The man's looks grew almost threatening, and something of a snarl came into his voice: "You forget, Madame, that your husband has painted President Faure!"
"Quite so, but the picture you are referring to could hardly be called a portrait. The right thing to ask M. Steinheil for your album of celebrities would have been a sketch for a stained-glass window, a study of some medieval personage or a _seigneur_ of the Renaissance period...."
The German collected himself. "Perhaps you are right, Madame.... At any rate, I am very thankful to M. Steinheil, and I will try to repay him for this portrait by bringing here some rich clients."
"But," I exclaimed, "I suppose you have paid for the portrait of M. Fallières?"
A quick questioning glance passed between my husband and the Jew. "It is quite all right," said the former.... "I promised this gentleman to do the drawing free of charge, for he will sell a number of my paintings to his friends, and will help us with the forthcoming exhibition of my works. He has taken a whole pack of invitation cards and will send them to the right kind of people."
On the piano stood the box with the comb which President Faure had given me. Wishing to find out whether this strange man knew it, I said: "Since you are fond of beautiful things, what do you think of this?"
The man took the comb and said: "Yes, this is one of the finest works of art Lalique has ever turned out.... You sometimes wore this comb in years gone by, in the days when Félix Faure was President!"
The tone in which the last words were spoken told me more than the words themselves. I left the drawing-room followed by the Jew, who hastily left the house.
"That man," I said to my husband when we were alone, "is the mysterious German of whom you have often spoken to me, the man you have met every few months for the past nine years, the man who first came here shortly after the death of President Faure, the man who 'bought' the pearls and wanted the documents!..."
My husband at first tried to deny, but soon admitted the truth of what I said. However, he kept absolutely silent when I entreated him to give me some details about the man, to tell me the truth at last, to explain the secret of this Fallières portrait and of this "wealthy foreigner," who did not pay for what he ordered, who knew his way about our house even in the dark, and who dined with princes in a shabby shotted coat!
And here, let the reader allow me to state, that I fully realised--and still realise--that had I not consented to keep the necklace for Félix Faure's sake, all these troubles would probably never have occurred. But what woman would have acted otherwise than I did, after the words the President had spoken? And on the other hand is it not evident that, had my husband fully taken me into his confidence as regards that enigmatical personage whom he called "the German Jew" (his nationality may have been anything, but he was undoubtedly a Jew, and spoke German most fluently), matters might have taken another course, and many terrible anxieties have been spared us?

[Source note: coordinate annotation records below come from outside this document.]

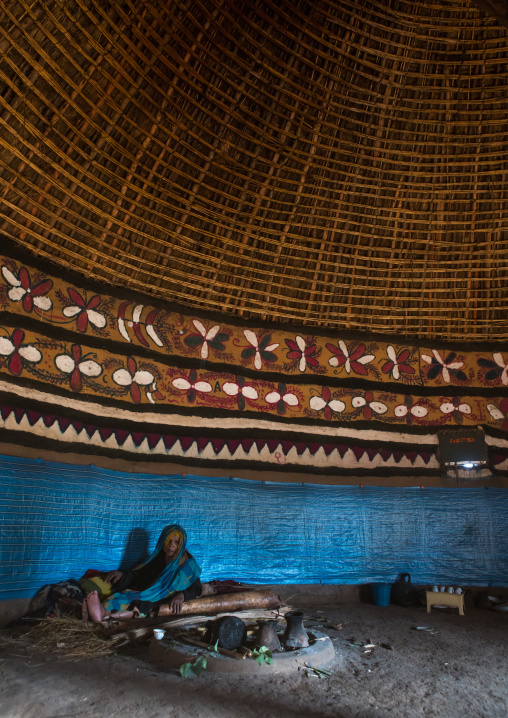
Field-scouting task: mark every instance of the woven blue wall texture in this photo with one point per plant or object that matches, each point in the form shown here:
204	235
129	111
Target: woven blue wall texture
57	520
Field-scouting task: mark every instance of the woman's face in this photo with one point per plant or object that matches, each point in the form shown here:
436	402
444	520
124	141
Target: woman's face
171	547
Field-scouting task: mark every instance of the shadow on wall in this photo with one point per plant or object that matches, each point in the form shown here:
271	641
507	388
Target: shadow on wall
136	549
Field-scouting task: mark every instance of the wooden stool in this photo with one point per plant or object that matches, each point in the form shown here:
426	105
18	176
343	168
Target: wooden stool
445	599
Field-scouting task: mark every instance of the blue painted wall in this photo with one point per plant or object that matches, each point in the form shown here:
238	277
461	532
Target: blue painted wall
57	520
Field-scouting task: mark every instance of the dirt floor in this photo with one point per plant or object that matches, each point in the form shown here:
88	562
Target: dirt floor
460	668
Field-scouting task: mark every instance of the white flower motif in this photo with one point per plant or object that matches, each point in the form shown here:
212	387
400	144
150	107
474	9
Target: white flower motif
207	336
495	413
21	289
498	358
67	365
232	389
274	397
419	411
377	406
447	407
254	341
122	377
440	360
184	385
95	318
317	403
28	352
348	358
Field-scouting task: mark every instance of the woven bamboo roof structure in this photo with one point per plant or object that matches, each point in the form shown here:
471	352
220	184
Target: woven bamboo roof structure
331	163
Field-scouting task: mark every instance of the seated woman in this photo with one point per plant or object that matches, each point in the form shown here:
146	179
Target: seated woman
169	574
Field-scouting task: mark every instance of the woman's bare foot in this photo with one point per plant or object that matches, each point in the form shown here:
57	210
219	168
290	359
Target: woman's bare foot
95	609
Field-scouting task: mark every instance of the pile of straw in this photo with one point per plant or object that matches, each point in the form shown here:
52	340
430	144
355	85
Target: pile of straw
66	638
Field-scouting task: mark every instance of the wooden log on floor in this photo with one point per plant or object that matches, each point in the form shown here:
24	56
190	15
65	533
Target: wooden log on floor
211	605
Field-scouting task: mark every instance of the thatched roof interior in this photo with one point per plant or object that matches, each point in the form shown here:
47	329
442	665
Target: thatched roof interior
338	163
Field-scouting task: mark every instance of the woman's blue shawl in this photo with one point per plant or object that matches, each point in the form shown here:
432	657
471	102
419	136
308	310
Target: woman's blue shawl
176	576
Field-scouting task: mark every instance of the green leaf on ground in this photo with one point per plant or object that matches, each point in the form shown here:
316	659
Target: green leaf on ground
262	655
193	669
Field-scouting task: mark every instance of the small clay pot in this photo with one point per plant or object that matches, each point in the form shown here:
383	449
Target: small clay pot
267	635
295	635
229	631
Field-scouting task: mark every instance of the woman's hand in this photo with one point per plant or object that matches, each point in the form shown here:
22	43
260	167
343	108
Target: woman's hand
113	576
176	602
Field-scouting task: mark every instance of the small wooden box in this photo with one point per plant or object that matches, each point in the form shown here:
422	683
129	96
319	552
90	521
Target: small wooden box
437	598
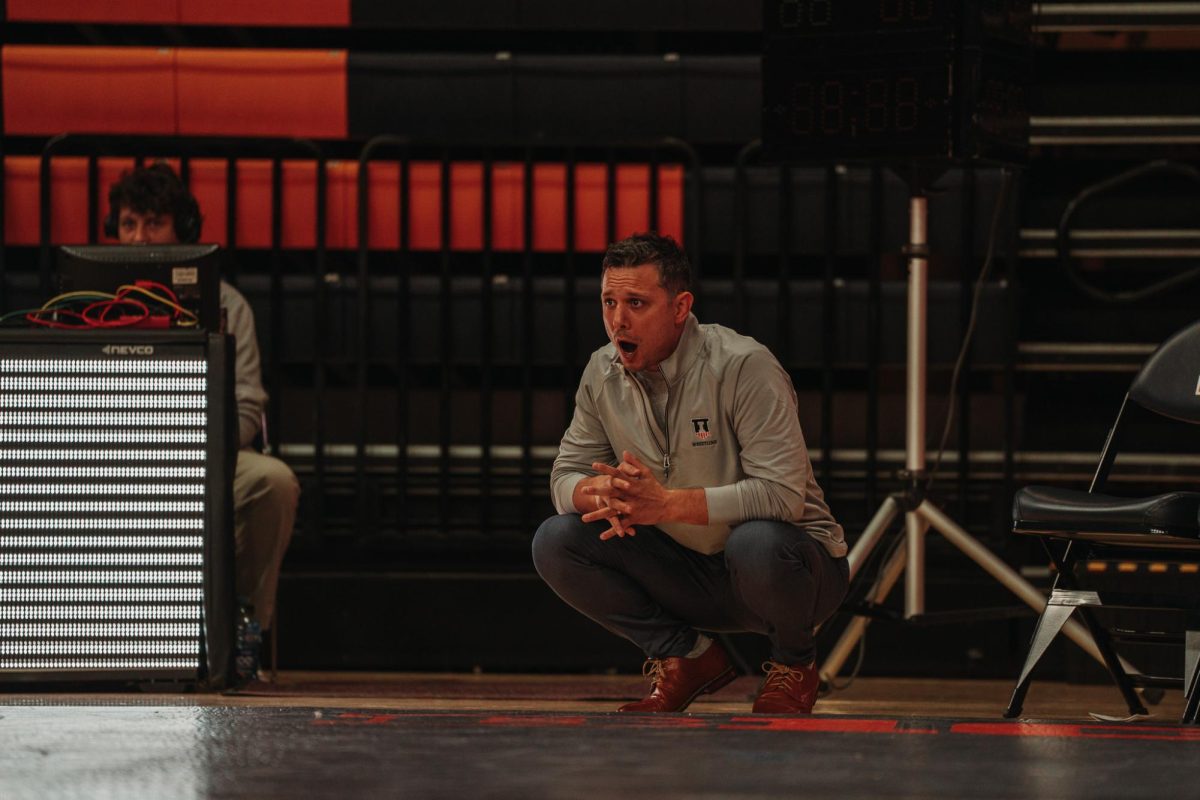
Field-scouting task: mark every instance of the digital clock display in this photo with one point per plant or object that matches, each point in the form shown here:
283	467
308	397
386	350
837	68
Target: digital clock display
852	16
930	104
821	109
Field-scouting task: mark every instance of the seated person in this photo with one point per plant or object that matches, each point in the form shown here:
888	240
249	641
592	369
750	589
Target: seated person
150	205
685	495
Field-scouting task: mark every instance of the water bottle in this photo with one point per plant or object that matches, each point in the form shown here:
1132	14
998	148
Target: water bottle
250	639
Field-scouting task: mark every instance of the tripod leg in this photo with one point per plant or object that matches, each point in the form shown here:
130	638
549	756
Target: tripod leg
871	534
915	581
840	651
1008	577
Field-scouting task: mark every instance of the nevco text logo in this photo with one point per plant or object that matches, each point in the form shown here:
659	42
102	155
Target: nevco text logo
127	349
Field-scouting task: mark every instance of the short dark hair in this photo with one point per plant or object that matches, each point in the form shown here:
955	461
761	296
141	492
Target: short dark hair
675	271
155	190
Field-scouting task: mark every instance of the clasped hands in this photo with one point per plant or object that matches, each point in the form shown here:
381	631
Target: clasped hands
627	495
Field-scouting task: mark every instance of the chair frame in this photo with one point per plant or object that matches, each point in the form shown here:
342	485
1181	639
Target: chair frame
1067	596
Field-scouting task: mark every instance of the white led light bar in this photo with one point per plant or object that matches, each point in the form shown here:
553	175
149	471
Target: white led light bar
102	523
96	663
97	648
101	559
101	595
101	455
101	630
100	612
39	366
55	419
49	541
106	401
102	384
21	437
101	506
102	471
101	488
124	577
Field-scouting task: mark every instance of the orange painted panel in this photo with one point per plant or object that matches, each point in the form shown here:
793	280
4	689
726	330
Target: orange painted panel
671	202
262	92
69	200
467	205
508	206
208	184
252	227
633	199
383	206
21	214
591	208
89	11
425	194
265	12
88	90
341	200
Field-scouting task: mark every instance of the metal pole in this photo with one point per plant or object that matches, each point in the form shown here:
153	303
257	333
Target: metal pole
915	407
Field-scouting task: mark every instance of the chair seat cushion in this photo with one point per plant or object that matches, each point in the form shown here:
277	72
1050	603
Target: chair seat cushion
1047	509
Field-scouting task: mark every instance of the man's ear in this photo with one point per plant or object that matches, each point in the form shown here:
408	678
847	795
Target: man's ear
683	306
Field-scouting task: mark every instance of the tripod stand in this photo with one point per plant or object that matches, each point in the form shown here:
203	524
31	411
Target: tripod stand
919	512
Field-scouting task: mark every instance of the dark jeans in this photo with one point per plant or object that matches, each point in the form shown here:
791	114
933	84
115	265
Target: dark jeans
773	578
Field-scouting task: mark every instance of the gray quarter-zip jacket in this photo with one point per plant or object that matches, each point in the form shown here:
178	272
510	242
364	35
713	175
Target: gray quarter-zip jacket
731	428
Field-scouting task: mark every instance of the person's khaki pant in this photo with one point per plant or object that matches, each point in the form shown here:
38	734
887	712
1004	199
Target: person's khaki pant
265	493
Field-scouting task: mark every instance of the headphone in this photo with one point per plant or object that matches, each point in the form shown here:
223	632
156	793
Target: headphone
187	214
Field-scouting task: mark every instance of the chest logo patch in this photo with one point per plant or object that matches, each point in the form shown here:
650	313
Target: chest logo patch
702	435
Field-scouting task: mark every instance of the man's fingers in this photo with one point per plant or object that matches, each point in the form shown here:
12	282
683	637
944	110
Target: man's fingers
630	470
613	533
600	513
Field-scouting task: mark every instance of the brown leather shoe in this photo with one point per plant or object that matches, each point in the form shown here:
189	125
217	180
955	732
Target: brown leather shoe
677	681
787	689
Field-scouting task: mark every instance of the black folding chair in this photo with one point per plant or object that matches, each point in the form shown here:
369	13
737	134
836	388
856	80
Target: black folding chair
1077	527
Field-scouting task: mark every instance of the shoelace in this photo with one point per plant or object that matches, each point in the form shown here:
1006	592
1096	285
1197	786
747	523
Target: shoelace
654	671
781	677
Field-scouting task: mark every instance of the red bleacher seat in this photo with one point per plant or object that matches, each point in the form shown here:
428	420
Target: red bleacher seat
327	13
208	179
262	92
48	90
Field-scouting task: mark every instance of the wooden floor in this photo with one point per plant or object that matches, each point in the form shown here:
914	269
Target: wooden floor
901	697
894	697
462	735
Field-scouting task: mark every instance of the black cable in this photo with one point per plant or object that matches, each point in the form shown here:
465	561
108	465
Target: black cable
972	319
1090	193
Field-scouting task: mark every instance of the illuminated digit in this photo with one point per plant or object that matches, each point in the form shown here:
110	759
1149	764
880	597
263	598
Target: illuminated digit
876	106
831	107
906	104
802	108
921	10
790	13
820	12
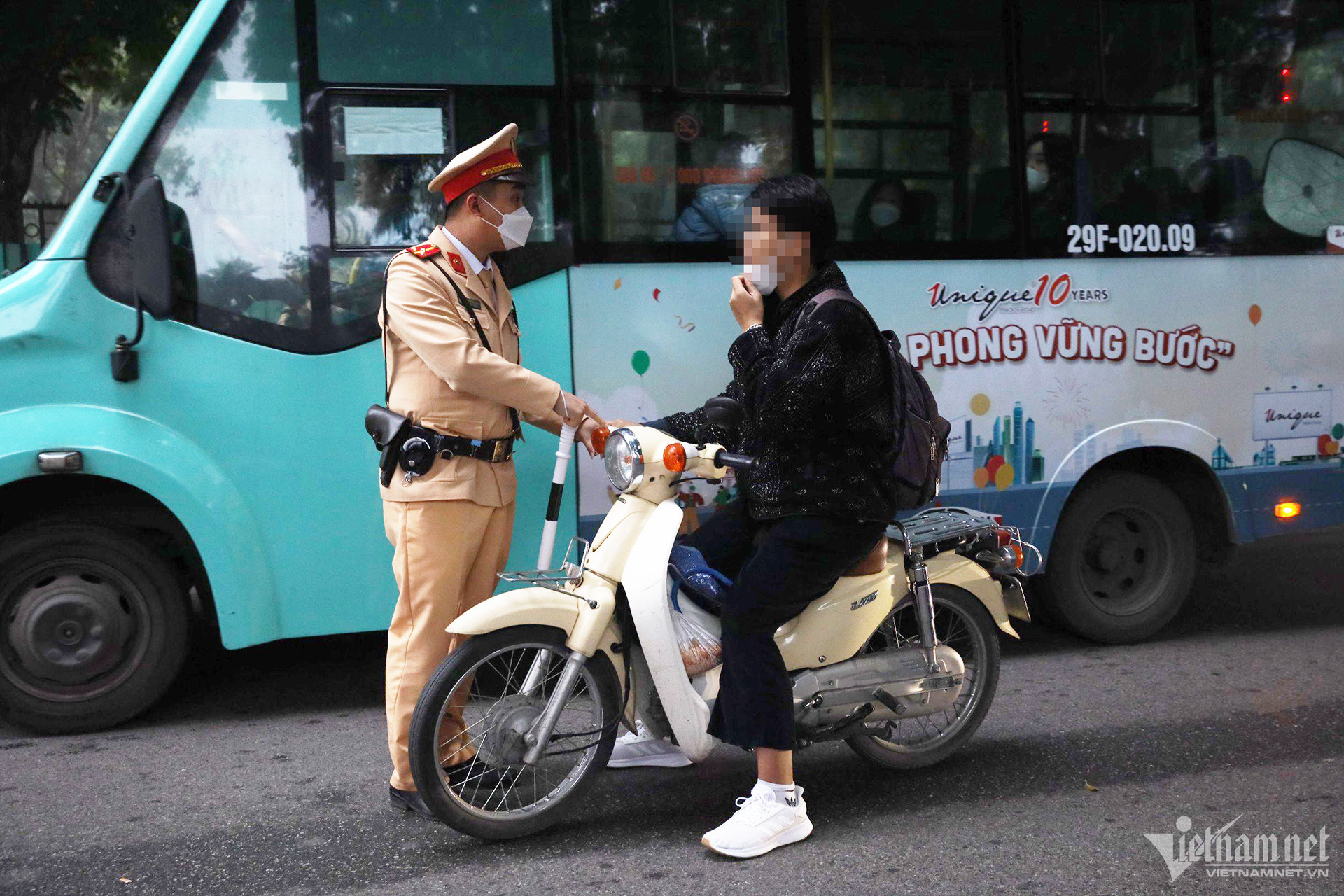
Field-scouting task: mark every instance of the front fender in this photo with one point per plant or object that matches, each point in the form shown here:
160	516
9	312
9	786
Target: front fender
185	479
521	608
953	568
537	608
645	584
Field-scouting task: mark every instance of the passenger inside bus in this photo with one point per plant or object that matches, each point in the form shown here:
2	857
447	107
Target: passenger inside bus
1051	192
891	213
715	211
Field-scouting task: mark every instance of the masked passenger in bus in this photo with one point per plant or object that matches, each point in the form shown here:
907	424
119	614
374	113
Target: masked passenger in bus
889	213
1051	192
715	211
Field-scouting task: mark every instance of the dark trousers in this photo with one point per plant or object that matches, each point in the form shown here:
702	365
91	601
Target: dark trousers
777	567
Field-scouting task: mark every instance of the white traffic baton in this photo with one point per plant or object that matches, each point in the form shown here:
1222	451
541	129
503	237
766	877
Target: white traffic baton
553	510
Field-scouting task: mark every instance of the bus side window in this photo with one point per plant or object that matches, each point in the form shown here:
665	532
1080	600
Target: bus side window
916	122
227	150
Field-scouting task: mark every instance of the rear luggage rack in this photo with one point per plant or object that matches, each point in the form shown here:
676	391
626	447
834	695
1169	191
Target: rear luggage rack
940	524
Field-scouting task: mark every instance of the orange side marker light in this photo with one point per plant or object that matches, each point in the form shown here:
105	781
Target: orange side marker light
673	457
600	437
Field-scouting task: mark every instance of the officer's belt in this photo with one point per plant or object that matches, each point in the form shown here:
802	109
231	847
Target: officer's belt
451	447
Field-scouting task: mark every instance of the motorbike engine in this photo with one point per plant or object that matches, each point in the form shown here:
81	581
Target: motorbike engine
889	684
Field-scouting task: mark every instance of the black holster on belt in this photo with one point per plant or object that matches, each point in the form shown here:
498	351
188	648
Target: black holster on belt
388	430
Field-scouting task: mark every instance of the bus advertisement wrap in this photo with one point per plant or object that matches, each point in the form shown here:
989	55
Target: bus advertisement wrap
1043	367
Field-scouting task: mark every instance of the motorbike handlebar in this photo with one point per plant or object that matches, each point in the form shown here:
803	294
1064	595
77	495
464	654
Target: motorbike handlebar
736	461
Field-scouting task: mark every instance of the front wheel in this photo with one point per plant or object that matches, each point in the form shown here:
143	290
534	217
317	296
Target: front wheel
93	626
479	701
961	622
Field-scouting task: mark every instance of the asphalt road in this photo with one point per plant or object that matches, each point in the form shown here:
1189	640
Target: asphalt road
265	773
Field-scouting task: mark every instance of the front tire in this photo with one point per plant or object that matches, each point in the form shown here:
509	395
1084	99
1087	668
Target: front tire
487	673
964	625
1123	559
93	626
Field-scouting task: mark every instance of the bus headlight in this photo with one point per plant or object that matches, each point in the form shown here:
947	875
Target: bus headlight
622	460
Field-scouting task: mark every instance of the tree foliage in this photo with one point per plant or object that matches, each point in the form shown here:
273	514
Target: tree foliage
55	54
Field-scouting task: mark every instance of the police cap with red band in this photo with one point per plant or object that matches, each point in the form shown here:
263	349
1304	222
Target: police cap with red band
493	159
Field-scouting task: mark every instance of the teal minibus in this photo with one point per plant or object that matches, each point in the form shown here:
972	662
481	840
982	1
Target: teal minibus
1110	235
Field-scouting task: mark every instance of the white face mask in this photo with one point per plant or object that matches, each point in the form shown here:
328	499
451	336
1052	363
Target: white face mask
515	226
765	277
883	214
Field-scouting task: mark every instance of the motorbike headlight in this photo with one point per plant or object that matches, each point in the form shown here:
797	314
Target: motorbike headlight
622	460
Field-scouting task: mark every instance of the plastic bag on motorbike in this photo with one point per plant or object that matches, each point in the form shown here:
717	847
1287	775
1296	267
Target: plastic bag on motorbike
696	636
696	629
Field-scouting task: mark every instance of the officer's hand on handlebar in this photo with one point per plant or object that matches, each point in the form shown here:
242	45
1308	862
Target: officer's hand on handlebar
585	434
736	461
573	410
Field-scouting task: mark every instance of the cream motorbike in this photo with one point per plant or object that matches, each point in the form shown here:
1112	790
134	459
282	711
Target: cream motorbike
899	659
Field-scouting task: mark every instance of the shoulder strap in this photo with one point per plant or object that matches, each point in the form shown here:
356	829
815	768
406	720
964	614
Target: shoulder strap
461	298
839	295
476	321
387	379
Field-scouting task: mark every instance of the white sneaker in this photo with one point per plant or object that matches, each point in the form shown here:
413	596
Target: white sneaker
760	825
641	748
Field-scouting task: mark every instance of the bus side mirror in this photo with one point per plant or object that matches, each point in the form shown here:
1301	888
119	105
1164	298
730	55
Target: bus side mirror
151	270
151	248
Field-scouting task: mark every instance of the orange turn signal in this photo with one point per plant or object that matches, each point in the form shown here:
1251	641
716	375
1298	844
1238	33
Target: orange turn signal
600	437
673	457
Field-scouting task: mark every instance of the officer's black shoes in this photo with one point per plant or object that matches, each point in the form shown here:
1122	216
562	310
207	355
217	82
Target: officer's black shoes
409	801
477	777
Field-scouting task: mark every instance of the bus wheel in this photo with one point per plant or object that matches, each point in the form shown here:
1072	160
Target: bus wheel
93	626
1123	561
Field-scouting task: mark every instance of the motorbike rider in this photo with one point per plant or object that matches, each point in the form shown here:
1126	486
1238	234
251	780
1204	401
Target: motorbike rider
812	381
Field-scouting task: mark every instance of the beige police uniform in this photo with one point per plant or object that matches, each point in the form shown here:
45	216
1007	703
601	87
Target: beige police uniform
451	528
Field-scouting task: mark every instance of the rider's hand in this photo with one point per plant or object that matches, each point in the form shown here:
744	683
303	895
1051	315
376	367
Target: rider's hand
585	434
746	302
573	409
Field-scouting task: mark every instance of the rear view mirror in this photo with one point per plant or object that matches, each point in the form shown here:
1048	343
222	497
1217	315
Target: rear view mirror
151	260
723	413
1304	187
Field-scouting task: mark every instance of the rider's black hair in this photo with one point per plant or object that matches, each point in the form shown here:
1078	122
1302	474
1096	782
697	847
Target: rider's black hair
799	203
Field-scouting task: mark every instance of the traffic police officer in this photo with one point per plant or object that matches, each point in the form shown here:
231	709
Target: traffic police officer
452	347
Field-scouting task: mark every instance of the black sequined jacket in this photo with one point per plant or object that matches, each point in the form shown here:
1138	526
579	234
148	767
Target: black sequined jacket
815	387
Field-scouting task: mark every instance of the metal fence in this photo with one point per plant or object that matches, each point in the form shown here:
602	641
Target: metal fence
39	223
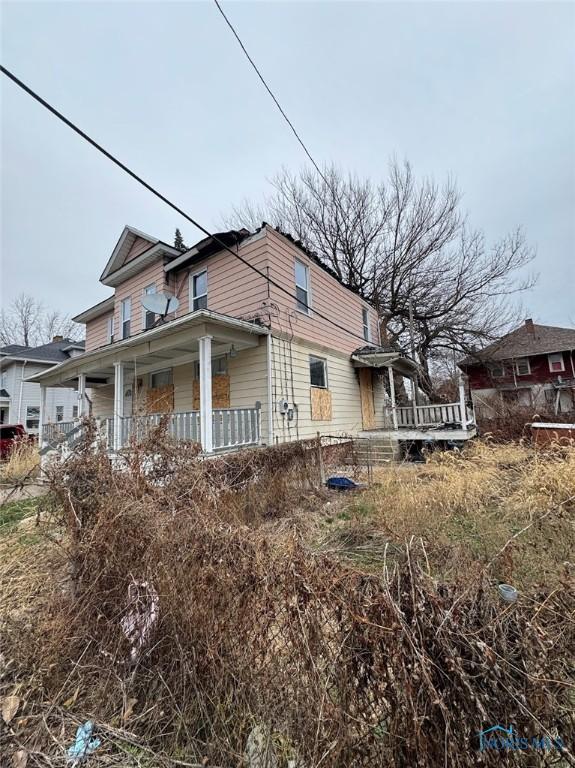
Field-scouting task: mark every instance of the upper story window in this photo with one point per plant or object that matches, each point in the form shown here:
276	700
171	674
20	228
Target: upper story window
556	364
497	370
110	329
365	321
125	317
522	367
199	290
302	287
149	318
318	372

That very night, fearing for the safety of the documents, I took them from the writing-table in my boudoir, and made, with a newspaper and large envelopes, a dummy parcel of papers, as like the genuine one as possible. On the top I wrote as I had written on the real parcel, my name and these words: "Private papers. To be burnt after my death." The dummy was fastened and sealed in exactly the same way and, as in the model, one could see here and there, when the wrapper was torn, corners of large envelopes, duplicates of those in which I had enclosed Félix Faure's papers and the Memoirs which we had partly written in collaboration. The dummy I put in the drawer where the genuine documents had been, and these latter I hid in a place of safety the next day.
The reader may wonder why I was so anxious to keep these papers. I can only say that they reminded me of a most interesting portion of my life, that they contained most enlightening information on many events of national and international importance.... And perhaps there was in me that vague, well-nigh unconscious and yet unconquerable sentiment which makes you loth to part with anything that, you have kept for a long time, for if you live long enough with things, they become, as it were, part and parcel of your existence.
* * * * *
My husband's exhibition was drawing near the date of opening. As the days passed by we saw less and less of M. de Balincourt, although he had so faithfully promised to come and help in the organisation. Several telegrams sent to him by my husband remained unanswered. It then occurred to me to invite him to dinner, together with the Buissons and Count and Countess d'Arlon. We received a note from M. de Balincourt explaining that he had been ill, and away on a journey, but that he accepted the invitation. He arrived at 8.30--an hour late. "You take many liberties with old French politeness," I said to him. "Neither my guests nor I have been used to such treatment. How is it that the three messages my husband sent you to the three different addresses you gave him have all remained unanswered?..."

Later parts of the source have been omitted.